Susanne Scholl: Ich war ehrlich gesagt schon überrascht, denn ich hätte erwartet, dass Putin noch länger auf seine Zermürbungstaktik setzt. Andererseits hat der Krieg ja schon viel früher, nämlich 2014, begonnen. Das hat hier aber niemand interessiert. Wir haben weggeschaut, so nach dem Motto: Wir wollten nicht wissen, dass in Luhansk und Donetsk echte Verbrecher an die Macht gekommen sind, wir wollten das nicht wahrhaben.
Müssen sich da Medien nicht auch in die Verantwortung nehmen, zu wenig oder zu oberflächliches Augenmerk auf diesen Krieg gelegt zu haben?
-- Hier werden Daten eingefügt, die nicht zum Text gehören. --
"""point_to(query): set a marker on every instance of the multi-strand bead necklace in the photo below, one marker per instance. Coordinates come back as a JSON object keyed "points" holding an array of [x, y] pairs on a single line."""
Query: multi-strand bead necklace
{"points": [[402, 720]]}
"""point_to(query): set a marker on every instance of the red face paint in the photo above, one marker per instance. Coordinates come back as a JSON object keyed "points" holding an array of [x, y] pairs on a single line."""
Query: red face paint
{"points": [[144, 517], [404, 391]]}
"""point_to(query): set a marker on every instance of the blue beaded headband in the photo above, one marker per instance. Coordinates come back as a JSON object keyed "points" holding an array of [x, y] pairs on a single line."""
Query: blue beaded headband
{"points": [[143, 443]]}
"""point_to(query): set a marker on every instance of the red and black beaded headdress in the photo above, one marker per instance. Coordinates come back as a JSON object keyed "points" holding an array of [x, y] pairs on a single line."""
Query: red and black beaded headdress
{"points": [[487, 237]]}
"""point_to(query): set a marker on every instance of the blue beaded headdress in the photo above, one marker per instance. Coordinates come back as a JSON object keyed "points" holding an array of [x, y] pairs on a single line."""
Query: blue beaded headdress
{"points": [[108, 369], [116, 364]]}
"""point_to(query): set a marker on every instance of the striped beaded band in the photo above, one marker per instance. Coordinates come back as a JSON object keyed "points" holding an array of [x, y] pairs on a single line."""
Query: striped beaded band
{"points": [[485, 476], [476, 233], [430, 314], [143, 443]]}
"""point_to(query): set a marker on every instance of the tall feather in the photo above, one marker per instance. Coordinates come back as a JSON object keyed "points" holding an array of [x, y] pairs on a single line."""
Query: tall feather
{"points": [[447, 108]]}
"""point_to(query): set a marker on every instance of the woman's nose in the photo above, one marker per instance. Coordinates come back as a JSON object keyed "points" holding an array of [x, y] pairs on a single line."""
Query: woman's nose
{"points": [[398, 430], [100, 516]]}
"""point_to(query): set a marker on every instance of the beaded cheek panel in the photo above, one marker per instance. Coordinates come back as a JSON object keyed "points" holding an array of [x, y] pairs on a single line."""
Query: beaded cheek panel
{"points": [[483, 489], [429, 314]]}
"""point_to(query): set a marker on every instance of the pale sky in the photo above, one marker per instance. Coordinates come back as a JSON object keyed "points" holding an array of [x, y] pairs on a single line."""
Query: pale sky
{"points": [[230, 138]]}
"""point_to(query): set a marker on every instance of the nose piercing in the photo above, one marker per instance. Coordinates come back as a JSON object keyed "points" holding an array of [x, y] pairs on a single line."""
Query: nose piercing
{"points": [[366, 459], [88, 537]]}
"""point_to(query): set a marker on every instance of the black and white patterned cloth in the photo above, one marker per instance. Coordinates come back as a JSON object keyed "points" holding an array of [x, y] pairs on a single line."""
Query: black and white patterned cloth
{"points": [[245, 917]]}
In den Redaktionen in Wien stehen sie auf dem Standpunkt, dass der Großteil dessen, was im Ausland stattfindet, die Zuseher/hörer*innen bzw. Leser*innen nicht interessiert. Daher läuft die Außenpolitik – mit wenigen Ausnahmen wie zum Beispiel der Sturm aufs Kapitol in Washington oder eben jetzt die Ukraine – unter ferner liefen. Es gelten immer noch die merkwürdigen Kriterien: groß ist groß und klein ist klein. Journalist*innen können seit vielen Jahren keine wirklichen Entwicklungen mehr verfolgen, weil das Interesse an gewissen Dingen so rasch nachlässt.
Eine Spirale – fehlendes Interesse einerseits, folglich nachlassende Berichterstattung, die noch weniger Wissen vermittelt …
Die Spirale drehen aber vor allem jene Leute, in deren Hand die Medien sind.
… und das sind gerade in Österreich nur einige wenige …
Ja, genau. Vor dem Zweiten Weltkrieg hatte Österreich eine fantastische Presselandschaft, danach hat sie sich nicht wieder erholt.
Das war doch ursprünglich das Ziel der Presseförderung …
Es ist den Menschen nicht klarzumachen, dass, wenn man eine Zeitung oder einen Radio/Fernsehsender finanziert, ihnen das Geld, das sie da investieren, nicht das Recht gibt, die Berichterstattung zu beeinflusse. Das habe ich genau so in Russland erlebt. Umgekehrt ist aber auch nicht jeder Financier einer, der die Linie vorgibt, sondern dessen Ziel freie Presse ist.
Presse muss jedenfalls finanziert werden und das kann nur funktionieren, wenn es eine vernünftige Presseförderung vom Staat gibt, und zwar ohne Korruption.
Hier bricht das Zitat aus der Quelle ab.